Using tweetation status (highly versus less tweeted) as a predictive test for citation status, this test identified 40 out of the 43 not highly cited articles, which translates to a 93% specificity (true-negative rate, tn/[tn + fp], 40/43). The test was able to correctly identify 9 out of the 12 highly cited papers, which corresponds to a 75% sensitivity (tp/[tp + fn], 9/12). Another way to express these results is to say that the positive predictive value (tp/[tp + fp]) or precision is 75%, meaning that if an article is highly tweeted (tests positive for social media impact), then there is a 75% likelihood that the article ends up in the top quartile of all articles of an issue, ranked by citations.

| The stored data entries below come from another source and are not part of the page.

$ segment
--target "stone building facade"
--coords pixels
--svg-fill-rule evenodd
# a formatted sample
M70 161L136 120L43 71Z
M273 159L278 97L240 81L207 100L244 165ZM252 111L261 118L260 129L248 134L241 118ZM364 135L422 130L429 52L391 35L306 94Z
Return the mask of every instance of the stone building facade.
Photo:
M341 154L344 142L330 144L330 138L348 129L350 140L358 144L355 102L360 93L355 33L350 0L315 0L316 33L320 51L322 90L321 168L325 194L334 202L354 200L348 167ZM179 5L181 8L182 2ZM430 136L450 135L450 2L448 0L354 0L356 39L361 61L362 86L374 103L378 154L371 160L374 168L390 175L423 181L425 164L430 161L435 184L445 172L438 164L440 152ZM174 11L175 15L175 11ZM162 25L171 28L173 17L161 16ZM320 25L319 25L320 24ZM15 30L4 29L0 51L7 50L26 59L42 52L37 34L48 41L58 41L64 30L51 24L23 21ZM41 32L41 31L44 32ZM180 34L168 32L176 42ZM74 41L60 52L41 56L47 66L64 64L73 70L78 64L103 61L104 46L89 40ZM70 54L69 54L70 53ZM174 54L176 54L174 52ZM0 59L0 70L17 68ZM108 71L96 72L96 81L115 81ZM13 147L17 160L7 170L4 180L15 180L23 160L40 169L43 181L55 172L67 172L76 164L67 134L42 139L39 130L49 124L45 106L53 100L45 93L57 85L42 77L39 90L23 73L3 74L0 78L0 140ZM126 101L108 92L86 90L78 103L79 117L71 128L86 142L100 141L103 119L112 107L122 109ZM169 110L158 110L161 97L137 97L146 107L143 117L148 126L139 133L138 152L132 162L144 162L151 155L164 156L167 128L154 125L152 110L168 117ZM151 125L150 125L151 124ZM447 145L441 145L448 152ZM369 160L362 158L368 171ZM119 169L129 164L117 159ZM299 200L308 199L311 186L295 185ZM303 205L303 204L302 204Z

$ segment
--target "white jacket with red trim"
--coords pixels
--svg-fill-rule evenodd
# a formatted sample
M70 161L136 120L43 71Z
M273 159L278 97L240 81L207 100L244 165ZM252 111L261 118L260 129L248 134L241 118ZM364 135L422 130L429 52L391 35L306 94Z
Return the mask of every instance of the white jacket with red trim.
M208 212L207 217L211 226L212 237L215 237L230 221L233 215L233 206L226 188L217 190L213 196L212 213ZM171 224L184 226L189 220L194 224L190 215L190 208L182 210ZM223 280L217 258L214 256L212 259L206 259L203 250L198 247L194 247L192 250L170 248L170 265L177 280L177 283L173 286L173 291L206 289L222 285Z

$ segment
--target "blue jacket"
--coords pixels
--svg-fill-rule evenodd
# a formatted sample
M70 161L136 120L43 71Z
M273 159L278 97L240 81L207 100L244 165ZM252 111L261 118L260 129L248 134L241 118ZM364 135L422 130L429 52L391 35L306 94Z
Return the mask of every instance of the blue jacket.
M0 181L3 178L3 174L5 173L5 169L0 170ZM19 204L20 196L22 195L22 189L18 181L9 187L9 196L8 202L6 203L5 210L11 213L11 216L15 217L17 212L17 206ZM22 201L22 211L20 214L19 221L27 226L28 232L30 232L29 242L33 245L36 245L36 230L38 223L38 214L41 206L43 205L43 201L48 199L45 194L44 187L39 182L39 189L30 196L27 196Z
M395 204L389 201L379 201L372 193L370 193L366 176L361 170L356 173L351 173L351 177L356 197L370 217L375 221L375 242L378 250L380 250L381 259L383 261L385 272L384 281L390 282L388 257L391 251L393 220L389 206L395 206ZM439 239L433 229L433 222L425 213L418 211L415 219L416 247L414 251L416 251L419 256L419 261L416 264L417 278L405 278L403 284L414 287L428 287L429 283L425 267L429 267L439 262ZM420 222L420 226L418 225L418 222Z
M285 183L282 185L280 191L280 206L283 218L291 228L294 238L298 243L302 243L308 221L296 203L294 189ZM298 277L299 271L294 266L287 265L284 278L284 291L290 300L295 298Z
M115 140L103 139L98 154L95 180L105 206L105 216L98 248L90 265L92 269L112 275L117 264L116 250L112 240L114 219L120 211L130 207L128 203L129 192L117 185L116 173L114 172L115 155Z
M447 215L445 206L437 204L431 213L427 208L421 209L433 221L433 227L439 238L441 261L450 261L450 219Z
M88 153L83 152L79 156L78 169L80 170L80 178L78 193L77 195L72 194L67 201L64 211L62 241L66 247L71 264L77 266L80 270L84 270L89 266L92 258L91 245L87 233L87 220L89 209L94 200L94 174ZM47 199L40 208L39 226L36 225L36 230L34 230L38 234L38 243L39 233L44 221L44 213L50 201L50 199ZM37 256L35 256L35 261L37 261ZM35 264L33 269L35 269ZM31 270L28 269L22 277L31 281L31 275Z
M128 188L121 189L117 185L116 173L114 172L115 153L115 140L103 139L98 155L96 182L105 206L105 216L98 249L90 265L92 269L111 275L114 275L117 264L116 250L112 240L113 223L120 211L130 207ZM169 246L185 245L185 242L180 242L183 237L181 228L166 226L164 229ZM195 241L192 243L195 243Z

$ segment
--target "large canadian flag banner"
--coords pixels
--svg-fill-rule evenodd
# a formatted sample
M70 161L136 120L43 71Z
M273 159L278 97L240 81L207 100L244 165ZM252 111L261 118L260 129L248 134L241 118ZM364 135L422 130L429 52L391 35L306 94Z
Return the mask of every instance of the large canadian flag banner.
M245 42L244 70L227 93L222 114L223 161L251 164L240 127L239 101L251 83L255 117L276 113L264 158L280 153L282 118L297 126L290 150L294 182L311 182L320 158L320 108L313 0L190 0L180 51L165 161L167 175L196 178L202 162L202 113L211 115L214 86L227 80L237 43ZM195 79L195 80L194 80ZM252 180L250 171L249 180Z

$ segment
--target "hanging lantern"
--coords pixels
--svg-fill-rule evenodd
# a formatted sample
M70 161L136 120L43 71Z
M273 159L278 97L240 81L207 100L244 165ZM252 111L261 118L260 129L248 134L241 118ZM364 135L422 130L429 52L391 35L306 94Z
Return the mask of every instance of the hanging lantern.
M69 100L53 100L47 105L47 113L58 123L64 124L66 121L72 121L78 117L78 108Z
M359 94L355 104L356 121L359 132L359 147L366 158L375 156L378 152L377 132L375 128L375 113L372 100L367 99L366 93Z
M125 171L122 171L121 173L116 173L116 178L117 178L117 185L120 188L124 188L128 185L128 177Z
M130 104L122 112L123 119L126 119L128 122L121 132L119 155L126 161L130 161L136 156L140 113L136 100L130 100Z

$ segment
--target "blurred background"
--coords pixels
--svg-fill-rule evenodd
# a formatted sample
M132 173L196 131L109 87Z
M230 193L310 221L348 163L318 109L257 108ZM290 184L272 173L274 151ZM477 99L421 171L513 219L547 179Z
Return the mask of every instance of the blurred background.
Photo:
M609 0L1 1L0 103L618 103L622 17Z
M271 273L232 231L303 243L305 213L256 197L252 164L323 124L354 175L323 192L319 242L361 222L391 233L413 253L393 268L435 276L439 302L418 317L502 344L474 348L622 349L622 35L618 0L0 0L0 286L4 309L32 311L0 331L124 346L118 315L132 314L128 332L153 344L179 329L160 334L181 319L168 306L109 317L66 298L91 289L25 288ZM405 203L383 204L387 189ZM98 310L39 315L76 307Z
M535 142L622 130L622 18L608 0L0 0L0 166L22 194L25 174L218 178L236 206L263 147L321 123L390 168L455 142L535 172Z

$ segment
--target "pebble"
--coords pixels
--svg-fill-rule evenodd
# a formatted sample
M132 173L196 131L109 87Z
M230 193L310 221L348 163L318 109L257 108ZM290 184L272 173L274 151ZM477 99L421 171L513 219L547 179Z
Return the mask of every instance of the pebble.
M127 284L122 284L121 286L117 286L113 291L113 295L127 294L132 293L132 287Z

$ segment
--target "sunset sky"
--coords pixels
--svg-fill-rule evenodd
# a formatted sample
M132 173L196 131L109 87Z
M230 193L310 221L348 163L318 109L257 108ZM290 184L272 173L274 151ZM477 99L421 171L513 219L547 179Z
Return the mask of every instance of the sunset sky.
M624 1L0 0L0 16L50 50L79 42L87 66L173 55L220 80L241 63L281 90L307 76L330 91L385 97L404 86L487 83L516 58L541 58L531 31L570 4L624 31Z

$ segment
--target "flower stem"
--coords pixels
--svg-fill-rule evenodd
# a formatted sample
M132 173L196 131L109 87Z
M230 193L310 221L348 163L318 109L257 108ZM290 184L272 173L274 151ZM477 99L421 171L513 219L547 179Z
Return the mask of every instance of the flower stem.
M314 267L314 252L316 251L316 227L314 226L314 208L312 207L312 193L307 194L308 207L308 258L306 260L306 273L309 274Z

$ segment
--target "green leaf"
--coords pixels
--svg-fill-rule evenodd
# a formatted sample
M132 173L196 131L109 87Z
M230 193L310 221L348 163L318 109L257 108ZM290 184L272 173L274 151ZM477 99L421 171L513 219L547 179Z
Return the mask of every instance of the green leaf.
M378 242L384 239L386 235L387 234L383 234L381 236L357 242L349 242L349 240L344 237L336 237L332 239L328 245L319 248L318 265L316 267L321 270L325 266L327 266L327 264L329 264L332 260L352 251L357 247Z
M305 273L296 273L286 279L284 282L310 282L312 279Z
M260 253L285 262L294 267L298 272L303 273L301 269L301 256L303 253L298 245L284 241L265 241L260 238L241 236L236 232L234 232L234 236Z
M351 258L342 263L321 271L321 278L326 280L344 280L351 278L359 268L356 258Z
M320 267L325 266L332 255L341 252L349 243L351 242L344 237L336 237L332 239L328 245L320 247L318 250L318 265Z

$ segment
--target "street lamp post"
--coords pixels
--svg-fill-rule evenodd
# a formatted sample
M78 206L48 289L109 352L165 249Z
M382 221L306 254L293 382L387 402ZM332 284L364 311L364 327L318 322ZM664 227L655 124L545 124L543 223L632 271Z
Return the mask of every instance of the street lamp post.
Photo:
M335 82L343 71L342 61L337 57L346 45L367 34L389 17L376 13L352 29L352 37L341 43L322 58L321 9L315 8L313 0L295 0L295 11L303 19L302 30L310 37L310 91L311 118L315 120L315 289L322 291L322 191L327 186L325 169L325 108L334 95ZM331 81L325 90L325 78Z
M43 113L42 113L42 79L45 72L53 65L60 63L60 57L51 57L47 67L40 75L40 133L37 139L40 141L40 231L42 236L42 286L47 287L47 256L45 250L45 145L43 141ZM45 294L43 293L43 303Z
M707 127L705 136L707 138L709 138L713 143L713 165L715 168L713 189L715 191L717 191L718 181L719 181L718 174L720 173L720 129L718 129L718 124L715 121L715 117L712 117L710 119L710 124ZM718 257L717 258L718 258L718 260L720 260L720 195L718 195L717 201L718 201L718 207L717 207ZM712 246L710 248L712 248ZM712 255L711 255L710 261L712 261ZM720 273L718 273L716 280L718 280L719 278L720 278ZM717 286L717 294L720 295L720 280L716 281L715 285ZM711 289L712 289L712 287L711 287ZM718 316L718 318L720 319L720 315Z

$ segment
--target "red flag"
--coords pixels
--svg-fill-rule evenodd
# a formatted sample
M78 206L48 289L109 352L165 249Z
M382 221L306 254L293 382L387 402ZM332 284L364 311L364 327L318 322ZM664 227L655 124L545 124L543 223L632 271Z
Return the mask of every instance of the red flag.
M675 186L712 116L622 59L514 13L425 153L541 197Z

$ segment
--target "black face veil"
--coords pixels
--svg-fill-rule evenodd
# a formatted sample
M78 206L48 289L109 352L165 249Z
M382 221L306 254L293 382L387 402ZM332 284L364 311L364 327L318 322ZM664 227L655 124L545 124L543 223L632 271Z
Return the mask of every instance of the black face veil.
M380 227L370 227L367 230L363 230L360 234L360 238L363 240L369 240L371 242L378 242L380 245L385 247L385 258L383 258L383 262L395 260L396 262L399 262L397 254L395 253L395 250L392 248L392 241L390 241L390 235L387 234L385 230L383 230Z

The negative predictive value (tn/[tn + fn]) is 93% (40/43), meaning that if an article was not highly tweeted (tests negative for social media impact), then there is only a 7% (3/43) chance that it will fall into the top 25% of cited articles. Yet another way to express these results is to say that highly tweeted articles are almost 11 times more likely than less tweeted articles to be highly cited (9/12, 75% highly tweeted article are highly cited, while only 3/43, 7% of the less tweeted articles are highly cited; rate ratio 0.75/0.07 = 10.75, 95% confidence interval, 3.4–33.6).

There was a highly statistically significant association between citation status and tweetation status (Fisher exact test, P < .001).

I repeated this analysis for a range of different metrics such as tw_n_ (cumulative number of tweetations after n days, with n = 0, 1–10, 12, 14, 30, or 365), and the number of late-response tweetations tw365–tw7. Starting on day 3 (tw3), the heuristic started to identify the same top-tweeted articles as tw7, indicating that the test is predictive as early as 3 days after publication. Choosing later days (letting tweetations accumulate for more than 7 days) or the late-response tweetations did not improve the test results (data not shown).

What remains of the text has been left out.